Not from my side - I had various funny problems at first, so I wanted to be sure I can recreate exactly the multipart/form-data payload the browser sends via JS, byte for byte.

I agree it'd be better to use requests if that works as well, but I'm afraid I don't have the time to do so (and I have a solution which works).

mistotebe commented 8 years ago

Yeah, I've done an import recently where I needed that and doing what you propose above with requests is way easier:

# get sid and csrf from element with class "oe_import" on import page
sid = 
csrf_token = 

r = requests.post(url + 'base_import/set_file',
                  files={'file': (filename, open(filename, 'rb'))},
                  data={'csrf_token': csrf_token, 'import_id': import_id},
                  cookies={'session_id': sid})
KurtHaselwimmer commented 8 years ago

In v9 the base_import/set_file endpoint seems to require a valid csrf token. As a test I have tried copying a csrf token and session_id from a browser upload web-page and have pasted this into a multipart/form-data upload POST submission as shown above. Whatever I try I get a a bad CSRF error - is there a way to avoid the CSRF token requirement, eg by supplying the normal login parameters that you would for any normal xml/json-rpc request, or to get a CSRF token issued with a programmatic call ?

CGenie commented 8 years ago

CSRF Tokens are specifically designed to work with the frontend and not backend RPC calls (it requires a form to be rendered beforehand). Basically XMLRPC is the way to go here with uploading files. Try the openrpc-client-lib for example. When sending the file, mark it as xmlprclib.Binary (https://docs.python.org/2/library/xmlrpclib.html#xmlrpclib.Binary) -- this will handle base64 encoding/decoding transparently. One drawback of XMLRPC here is that the parse_preview method won't work -- it returns a dict whose values are integers which isn't supported by XMLRPC. So for previews, one has to use JSONRPC :)

Sample code:

    xml_odoo = openerplib.get_connection(
        hostname=ODOO_SERVER['hostname'],
        port=ODOO_SERVER['port'],
        database=ODOO_SERVER['database'],
        login=ODOO_SERVER['login'],
        password=ODOO_SERVER['password']
    )

    imp_xml_obj = xml_odoo.get_model('base_import.import')
    imp_obj = odoo.env['base_import.import']
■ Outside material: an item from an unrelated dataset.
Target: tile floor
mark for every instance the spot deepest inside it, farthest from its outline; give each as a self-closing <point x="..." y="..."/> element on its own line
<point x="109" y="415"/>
    c = codecs.open(fpath, 'rb', 'utf-8').read().encode('utf-8')

    imp_id = imp_xml_obj.create({
        'res_model': res_model,
        'file': xmlrpclib.Binary(c),
        'file_type': 'text/csv',
        'file_name': file_name,
    })
martintamare commented 7 years ago

I'm trying to upload an ir.attachment. Anyone succeeded in doing that ?

Currently I'm trying to post using http ('/web/binary/upload_attachment') but I'm unable to get it to work properly.

sebalix commented 7 years ago

@martintamare You should be able to do that directly with the create method on ir.attachment.

attachment_model = odoo.env['ir.attachment']
attachment_id = attachment_model.create({'datas': B64_ENCODED_VALUE, ...})
martintamare commented 7 years ago

This was my first guess, but

  File "/usr/local/lib/python3.6/json/encoder.py", line 180, in default
    o.__class__.__name__)
TypeError: Object of type 'bytes' is not JSON serializable

I encoded my data using :

data = some_file_handler.read()
base64.b64encode(data)
martintamare commented 7 years ago

ok fixed, using .encode('utf-8') after. I hate dealing with encoding stuff :)

Thanks for the quick reply !